By Caroline Valetkevitch
NEW YORK (Reuters) - "Government shutdown" and "debt ceiling" will top the list of phrases that investors will track in the coming weeks as they listen to corporate chief executives and try to gauge the impact of Washington gridlock on U.S. company earnings.
Companies began reporting their quarterly results this week amid mounting worries about the partial federal government shutdown that began October 1 and the possibility that the United States could default on its debt. Investors see both as threats to already modest levels of consumer spending and economic growth.
Profit and revenue growth are slowing, too, raising concerns about equity valuations. Stocks are less than 3 percent off their record highs even after drifting lower since the fiscal stalemate between Republicans and President Barack Obama's Democrats began earlier this month.
The benchmark Standard & Poor's 500 Index surged more than 1.5 percent on Thursday after Republicans in the House of Representatives unveiled a plan that would avert a debt default. The Treasury Department says it would be unable to pay all of its bills if Congress does not raise the $16.7 trillion debt ceiling by October 17.
"It's hard to quantify at this point, but there will definitely be a negative impact" on the economy and earnings, said Natalie Trunow, chief investment officer of equities at Calvert Investment Management, which has about $13 billion in assets.

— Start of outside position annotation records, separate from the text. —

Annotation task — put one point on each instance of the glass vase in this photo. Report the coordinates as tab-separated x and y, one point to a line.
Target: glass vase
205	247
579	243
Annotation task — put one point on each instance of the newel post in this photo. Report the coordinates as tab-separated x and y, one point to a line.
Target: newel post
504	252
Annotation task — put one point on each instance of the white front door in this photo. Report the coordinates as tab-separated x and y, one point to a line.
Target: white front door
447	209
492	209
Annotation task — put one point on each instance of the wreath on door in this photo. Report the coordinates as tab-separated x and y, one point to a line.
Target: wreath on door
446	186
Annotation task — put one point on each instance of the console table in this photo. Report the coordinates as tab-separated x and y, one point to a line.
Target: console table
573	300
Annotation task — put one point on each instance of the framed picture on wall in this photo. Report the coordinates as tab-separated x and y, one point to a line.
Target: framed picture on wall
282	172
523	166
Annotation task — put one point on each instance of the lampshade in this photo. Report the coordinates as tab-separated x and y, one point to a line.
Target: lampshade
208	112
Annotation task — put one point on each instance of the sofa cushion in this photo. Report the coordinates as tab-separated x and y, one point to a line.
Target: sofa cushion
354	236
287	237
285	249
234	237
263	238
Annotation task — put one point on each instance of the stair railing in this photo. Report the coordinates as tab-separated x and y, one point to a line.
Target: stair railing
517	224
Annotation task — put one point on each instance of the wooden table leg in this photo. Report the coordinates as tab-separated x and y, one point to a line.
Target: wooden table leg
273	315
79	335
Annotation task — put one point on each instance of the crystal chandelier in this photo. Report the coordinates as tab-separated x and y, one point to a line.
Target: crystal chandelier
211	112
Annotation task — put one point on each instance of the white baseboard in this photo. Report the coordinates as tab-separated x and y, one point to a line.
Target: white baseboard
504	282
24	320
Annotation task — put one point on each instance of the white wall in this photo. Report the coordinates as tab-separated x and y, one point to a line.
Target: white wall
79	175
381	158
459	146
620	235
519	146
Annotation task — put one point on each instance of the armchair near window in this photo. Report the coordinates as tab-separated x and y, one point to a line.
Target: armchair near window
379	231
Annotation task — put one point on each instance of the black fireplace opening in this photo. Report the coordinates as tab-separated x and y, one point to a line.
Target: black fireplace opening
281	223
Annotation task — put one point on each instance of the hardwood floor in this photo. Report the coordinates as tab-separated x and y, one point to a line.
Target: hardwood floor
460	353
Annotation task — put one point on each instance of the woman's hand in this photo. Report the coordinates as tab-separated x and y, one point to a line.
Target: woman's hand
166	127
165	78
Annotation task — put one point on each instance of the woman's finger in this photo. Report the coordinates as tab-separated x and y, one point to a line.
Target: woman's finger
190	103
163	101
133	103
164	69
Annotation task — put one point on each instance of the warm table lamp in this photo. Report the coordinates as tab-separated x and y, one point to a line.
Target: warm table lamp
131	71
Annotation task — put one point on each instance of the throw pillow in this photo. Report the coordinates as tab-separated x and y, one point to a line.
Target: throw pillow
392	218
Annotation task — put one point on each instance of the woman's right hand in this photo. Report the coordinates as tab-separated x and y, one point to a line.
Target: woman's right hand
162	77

"Some capex might be delayed and some hiring might be delayed until the political situation resolves itself."
Some damage has already been done, and companies operating in the defense and health care sectors have borne the brunt because of their higher exposure to government contracts. A Goldman Sachs note listed companies that derive at least 20 percent of sales from the government, many of them in the defense and health care sectors.
Lockheed Martin Corp, among the biggest weapons systems vendors to the U.S. Department of Defense, has said it would furlough about 2,400 employees who work at government facilities idled by the shutdown. Its stock has dropped as much as 4.3 percent since the shutdown began before paring some losses on Thursday.
United Technologies Corp last week said it would furlough as many as 4,000 employees if the shutdown dragged into a second week. On Monday, however, the Defense Department recalled most civilian employees. United Tech shares have also fallen more than 4 percent during the shutdown before paring losses on Thursday.
Managed-care providers Humana Inc and Health Net Inc have said they face delayed payments on contracts to provide healthcare services to military families.
Even companies not directly affected through contracts are concerned about the budget impasse, including Starbucks Corp. The company's CEO, Howard Schultz, this week urged business leaders to push for an end to the stalemate.
A top concern of investors is that companies will announce reductions in profit estimates for the fourth quarter, and that cautious forecasts by companies will further dampen the rally in stocks this year.
The S&P 500 had lost 1.5 percent since the shutdown began, although Thursday's surge on signs of a possible compromise effectively erased all of that loss. The index remains up 18.1 percent since the start of the year.
"Earnings uncertainty is a reason to be cautious in the near term," said Leo Grohowski, chief investment officer at BNY Mellon Wealth Management in New York. "We're going to be watching very closely the companies that come out with guidance."
So far, there has been a minimal impact on earnings expectations. Fourth-quarter S&P 500 profits are seen rising 10.8 percent from a year earlier, compared with an October 1 forecast for 10.9 percent growth, Thomson Reuters data showed.
By comparison, companies are expected to post third-quarter earnings gain of just 4.2 percent.
Still, many investors consider those fourth-quarter estimates, and for estimates for 2014, to be overly optimistic given U.S. economic growth hasn't picked up. The Federal Reserve in September cut its forecast for 2013 economic growth to a 2.0 percent to 2.3 percent range, and lowered its forecast for 2014.
Profit growth has averaged 4.1 percent over the past four quarters, while revenue growth has averaged just 1.3 percent.
Earnings for 2014 are expected to rise 11.4 percent, above the 5.8 percent expected for 2013, Thomson Reuters data showed.
Investors have closely watched changes in those numbers as valuations have risen. The current forward 12-month price-to-earnings ratio at 13.9, still considered a bit low historically, is above the 13.1 at the beginning of 2013.
"Until we start seeing a pickup in GDP growth, we don't think revenue targets will be met, even if those targets are reduced," said Michael Mullaney, chief investment officer at Fiduciary Trust Co in Boston.
A shutdown that lasts for two weeks could subtract a half of a percentage point from fourth-quarter gross domestic product growth, according to a note from Bank of America Merrill Lynch analysts, who estimate that lost government sales would equate to 0.2 percent of total annual sales.
While that is not a huge amount, the uncertainty generated by the shutdown could also sap consumer confidence.
"If it starts to detract from overall consumer confidence, then you could see it impacting overall consumption," said Dan Suzuki, equity strategist at Bank of America Merrill Lynch in New York.
"It's a risk for the more consumer-driven areas of the market, an area that we're already somewhat cautious on."